June-soundways | Nest & Egg | Bird-Blind
I showed her Secrets – Morning’s Nest -, c. 1862 (Fr346A)
According to the Snell meteorological record, in June 1864 the temperatures averaged in the mid-to-high 60s, but rose briefly into the 90s. And while the first half of the month was dominated by fair days with occasional showers on June 1, 2, 5, 6, 9, and 12, the second half of the month was hotter, with many days marked as dry, dusty, smoky. The end of the month was afflicted by severe drought. While the largest number of days—June 3, 4, 7, 8, 13, 14, 15, 16, 17, 18, 19, 21, 22, 24, 25, 26, 28, 29, 30—were quiet, with no perceptible weather sounds, a cold wind on June 10 was followed by frost the next day, and wind, this time a drought wind, came again on June 27. Stratus clouds were most often in the sky.
Bird species in the scatterplot for June number just over 100, with losses of almost a third from the high count of May.
:00
The dawn choruses that arose in May reach a pitch by the summer solstice, when the earth attains its most extreme tilt toward the sun to give us the longest day of the year.
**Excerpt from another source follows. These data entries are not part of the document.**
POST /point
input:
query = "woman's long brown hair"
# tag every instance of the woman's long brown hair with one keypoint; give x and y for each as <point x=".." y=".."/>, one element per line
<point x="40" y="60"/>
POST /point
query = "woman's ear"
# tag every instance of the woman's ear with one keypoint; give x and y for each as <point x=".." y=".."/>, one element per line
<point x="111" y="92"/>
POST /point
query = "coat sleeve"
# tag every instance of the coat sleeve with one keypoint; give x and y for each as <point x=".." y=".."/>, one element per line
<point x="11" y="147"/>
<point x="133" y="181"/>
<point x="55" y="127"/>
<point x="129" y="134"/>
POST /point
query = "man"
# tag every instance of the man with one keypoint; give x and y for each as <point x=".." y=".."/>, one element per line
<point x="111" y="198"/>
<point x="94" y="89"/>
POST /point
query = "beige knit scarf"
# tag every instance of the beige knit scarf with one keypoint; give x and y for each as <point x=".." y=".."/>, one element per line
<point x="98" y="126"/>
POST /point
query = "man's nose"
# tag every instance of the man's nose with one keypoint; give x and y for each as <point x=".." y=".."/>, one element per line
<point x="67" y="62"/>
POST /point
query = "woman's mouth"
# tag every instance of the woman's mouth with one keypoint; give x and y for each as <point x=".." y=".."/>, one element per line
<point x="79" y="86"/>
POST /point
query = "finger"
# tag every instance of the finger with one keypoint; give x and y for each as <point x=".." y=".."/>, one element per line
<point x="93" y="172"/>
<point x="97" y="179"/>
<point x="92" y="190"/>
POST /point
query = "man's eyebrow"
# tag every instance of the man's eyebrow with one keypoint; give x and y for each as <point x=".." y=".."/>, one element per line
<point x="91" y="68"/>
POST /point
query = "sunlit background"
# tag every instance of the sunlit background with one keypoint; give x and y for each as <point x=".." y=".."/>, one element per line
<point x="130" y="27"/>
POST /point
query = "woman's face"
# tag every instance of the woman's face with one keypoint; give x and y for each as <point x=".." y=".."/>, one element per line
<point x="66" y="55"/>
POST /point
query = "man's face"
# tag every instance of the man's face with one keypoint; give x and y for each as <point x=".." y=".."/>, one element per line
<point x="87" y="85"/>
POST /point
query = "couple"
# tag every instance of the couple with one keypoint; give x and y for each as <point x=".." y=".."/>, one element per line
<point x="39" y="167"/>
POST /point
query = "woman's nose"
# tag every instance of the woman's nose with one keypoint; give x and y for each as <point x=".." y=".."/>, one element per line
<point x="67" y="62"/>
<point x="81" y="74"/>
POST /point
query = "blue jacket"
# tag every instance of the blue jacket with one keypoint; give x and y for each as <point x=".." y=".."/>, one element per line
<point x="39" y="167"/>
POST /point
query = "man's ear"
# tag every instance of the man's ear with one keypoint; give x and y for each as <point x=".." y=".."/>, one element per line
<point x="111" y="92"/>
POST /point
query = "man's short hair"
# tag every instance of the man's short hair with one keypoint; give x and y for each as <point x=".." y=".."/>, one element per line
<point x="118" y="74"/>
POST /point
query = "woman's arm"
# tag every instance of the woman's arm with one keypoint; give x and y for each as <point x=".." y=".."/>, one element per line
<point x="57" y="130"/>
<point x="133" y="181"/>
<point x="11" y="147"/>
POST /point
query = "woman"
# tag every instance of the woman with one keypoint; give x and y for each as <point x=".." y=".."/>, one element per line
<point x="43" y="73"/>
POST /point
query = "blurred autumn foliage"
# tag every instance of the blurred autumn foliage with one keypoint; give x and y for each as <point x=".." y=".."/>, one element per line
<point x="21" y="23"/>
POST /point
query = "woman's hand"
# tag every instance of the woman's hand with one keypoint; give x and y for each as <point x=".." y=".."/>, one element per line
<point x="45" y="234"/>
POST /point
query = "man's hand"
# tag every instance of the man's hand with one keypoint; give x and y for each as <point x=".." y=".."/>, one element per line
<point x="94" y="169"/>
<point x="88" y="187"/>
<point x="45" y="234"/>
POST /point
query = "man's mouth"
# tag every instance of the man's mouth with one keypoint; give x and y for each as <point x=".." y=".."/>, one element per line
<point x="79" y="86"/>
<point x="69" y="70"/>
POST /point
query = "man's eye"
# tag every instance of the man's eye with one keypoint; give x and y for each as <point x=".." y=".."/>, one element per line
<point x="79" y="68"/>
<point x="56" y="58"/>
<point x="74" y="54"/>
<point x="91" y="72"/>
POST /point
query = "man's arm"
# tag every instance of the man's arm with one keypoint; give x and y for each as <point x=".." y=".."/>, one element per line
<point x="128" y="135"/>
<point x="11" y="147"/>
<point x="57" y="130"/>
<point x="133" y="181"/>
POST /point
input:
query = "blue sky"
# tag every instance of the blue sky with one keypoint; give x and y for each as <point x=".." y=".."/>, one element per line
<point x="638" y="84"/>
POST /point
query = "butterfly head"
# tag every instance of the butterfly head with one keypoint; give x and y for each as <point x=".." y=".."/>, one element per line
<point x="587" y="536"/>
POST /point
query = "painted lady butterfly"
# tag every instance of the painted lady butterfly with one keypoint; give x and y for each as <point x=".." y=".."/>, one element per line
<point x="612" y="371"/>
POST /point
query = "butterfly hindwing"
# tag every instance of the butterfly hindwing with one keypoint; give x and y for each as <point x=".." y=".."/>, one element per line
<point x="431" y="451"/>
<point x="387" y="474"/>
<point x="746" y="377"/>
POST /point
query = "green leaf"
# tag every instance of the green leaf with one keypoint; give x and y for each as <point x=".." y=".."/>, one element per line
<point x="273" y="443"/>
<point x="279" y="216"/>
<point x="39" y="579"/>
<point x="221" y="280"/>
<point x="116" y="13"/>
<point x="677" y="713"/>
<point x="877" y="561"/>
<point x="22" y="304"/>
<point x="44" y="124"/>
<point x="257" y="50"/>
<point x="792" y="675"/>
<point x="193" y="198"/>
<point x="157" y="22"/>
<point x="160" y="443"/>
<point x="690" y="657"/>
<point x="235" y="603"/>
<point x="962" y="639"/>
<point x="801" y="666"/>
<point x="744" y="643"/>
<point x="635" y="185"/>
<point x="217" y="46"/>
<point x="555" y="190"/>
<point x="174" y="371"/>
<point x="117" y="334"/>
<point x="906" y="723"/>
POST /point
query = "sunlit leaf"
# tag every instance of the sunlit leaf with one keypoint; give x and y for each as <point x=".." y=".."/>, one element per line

At the opening of June, the listener has taken their place in a bird-blind deep in the wood just before Robins and Thrushes sing open the pre-dawn hours. At first light, others come to join them: Warblers, Sparrows, Finches, Bluebirds, Chickadees, Orioles, Flycatchers, Tanagers, Swallows, Grosbeaks, Phoebes, Cuckoos, Catbirds, Swifts, Buntings, Veeries, Bobolinks…
:20
The waves of migration largely over, now the birds are on their nests, protecting their eggs or feeding their young.
The soundscape of aeries is a tensile net of knots and aperatures.
:27
Concealed in the blind, the listener is beside a nest of Wrens. Their begging sounds hissing close to their ear.
1:16
Something that is not one of them has entered the wood.
An axe rings out everywhere at once, turning the quiet cradle world into a site of alarm.